Learing All The Wrong Lessons

Fareed Zakaria is warning that Afghanistan could be the next Iraq. He’s quite right, and in fact that’s almost certainly going to be the case.

Our enemies have learned the lessons of Iraq, and our fecklessness there shows that they have a winning strategy on our hands. Al-Qaeda isn’t bound by national borders, which is why Syria and Iran can tear Iraq apart unmolested in the same way that Pakistan is doing to Afghanistan. They know that US troops won’t violate an international border to go after them, so all they need to do is keep their logistical and command elements in another country, and they can cause as much havoc as they want.

Afghanistan is now seeing the increased use of suicide bombers and IEDs — all techniques designed to produce maximum carnage at little risk, and tested in Iraq.

The enemy knows that their victory in Iraq keeps growing closer. It’s becoming close to a fait accompli that we’ll pull out and hand them their greatest victory yet — the Democrats have been pushing for surrender for some time, and even the Republicans are wavering. President Bush remains steadfast in his position that we won’t pull out, but he’s becoming more and more politically isolated because of it. The al-Qaeda strategy in Iraq is, sadly, working. They know our weaknesses and they know that they can prey off of our own self-doubts and the spinelessness of our political and media classes to achieve the victory they could never achieve through force of arms.

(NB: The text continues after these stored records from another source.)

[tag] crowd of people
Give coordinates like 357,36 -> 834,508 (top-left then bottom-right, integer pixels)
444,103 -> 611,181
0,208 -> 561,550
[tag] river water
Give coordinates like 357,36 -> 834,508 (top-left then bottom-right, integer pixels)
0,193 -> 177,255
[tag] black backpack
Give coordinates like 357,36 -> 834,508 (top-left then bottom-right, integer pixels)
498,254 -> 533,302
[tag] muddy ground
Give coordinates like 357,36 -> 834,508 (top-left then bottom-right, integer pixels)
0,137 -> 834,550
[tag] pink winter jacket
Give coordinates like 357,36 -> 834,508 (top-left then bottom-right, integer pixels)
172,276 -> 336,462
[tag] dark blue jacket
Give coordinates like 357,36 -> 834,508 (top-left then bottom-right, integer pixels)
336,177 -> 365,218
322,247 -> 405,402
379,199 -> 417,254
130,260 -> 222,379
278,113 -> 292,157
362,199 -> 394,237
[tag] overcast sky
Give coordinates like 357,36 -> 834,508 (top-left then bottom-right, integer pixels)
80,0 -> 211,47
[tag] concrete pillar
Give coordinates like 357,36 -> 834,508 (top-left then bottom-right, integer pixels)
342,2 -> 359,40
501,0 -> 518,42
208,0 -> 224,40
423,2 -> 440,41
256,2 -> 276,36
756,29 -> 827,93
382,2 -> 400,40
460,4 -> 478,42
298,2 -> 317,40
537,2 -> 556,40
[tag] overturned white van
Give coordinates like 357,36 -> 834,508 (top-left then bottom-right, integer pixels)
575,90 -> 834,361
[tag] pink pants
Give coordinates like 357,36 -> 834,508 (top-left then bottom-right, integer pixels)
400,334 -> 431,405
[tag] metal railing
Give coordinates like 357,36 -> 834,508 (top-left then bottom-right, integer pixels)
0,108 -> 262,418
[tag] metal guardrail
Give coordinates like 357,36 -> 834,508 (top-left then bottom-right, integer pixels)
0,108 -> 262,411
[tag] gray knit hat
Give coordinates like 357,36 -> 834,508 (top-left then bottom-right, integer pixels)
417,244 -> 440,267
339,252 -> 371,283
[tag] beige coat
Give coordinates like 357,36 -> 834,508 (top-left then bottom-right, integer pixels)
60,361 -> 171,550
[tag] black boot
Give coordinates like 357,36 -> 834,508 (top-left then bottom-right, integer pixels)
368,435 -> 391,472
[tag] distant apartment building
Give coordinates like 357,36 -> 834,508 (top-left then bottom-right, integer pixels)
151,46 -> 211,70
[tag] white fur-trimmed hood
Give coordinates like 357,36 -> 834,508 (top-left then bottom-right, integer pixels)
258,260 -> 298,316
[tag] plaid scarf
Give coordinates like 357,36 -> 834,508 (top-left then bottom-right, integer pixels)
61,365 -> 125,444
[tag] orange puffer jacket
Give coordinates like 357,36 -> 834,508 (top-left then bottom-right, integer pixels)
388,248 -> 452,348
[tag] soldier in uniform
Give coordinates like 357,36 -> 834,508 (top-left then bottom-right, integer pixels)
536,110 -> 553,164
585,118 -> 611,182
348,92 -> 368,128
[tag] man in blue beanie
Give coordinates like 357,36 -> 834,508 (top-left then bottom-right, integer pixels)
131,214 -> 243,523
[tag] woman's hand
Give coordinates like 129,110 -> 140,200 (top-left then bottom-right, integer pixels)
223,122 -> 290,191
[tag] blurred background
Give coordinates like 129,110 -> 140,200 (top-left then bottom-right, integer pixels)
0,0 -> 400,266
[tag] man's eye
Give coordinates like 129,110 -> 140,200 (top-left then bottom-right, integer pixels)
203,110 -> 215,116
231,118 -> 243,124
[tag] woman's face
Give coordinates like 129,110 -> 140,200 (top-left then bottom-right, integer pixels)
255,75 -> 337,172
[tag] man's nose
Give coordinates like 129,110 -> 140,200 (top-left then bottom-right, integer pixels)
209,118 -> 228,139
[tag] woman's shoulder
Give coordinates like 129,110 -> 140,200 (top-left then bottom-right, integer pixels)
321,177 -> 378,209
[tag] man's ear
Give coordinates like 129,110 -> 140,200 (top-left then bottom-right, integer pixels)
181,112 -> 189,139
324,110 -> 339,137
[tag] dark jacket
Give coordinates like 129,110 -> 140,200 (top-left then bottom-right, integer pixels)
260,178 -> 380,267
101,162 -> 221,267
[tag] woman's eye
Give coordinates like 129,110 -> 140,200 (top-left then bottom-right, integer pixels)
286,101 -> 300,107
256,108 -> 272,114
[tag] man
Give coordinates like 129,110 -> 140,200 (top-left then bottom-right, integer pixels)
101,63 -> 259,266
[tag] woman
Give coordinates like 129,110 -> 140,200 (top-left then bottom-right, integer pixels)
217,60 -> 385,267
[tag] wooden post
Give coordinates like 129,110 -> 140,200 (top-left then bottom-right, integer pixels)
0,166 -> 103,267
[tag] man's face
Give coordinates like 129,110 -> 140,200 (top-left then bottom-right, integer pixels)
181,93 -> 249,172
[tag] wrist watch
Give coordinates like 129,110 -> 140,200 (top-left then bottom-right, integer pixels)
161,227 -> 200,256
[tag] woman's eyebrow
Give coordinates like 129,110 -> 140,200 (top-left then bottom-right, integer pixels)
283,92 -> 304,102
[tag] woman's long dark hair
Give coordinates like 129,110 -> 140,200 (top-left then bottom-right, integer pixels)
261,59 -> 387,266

Al-Qaeda now knows that the key to success is not to defeat the United States, but to let the United States defeat itself.

Al-Qaeda and the Taliban have already begun to apply those lessons to Afghanistan, and they have every reason to believe that they’ll be successful. Despite all the talk about how the Democrats support the war in Afghanistan, their fecklessness won’t merely be confined to the conflict in Iraq. Instead, as the violence ratchets up, the will to remain will decrease. The Taiban are already trying to take out the coalition partners in Afghanistan they way they did in Iraq, isolating the US and Great Britain. Once that’s done, all they require is a steady stream of casualties and plenty of carnage for the evening news. They know that the American media will gladly parrot their propaganda, and soon enough the US will leave Afghanistan to be torn apart.

Zakaria points out that we’re not putting the pressure we need to put on President Musharraf of Pakistan, our erstwhile ally. It seems that we simply don’t have the political capital or the political will to do so, and the risks are simply too great. Short of making sure that Pakistan no longer supports the Taliban in any way or violating Pakistani sovereignty to clean out areas like Waziristan, there’s little we can do to stop the flow of money and weapons to al-Qaeda and the Taliban.

Our enemy is learning from our failures, and they know our weaknesses well. It’s too bad that we’re likely to lose Iraq and Afghanistan, and then probably one of our own major cities before we wake up to the internal weakness that is hampering our efforts in this global war on Islamic terrorism.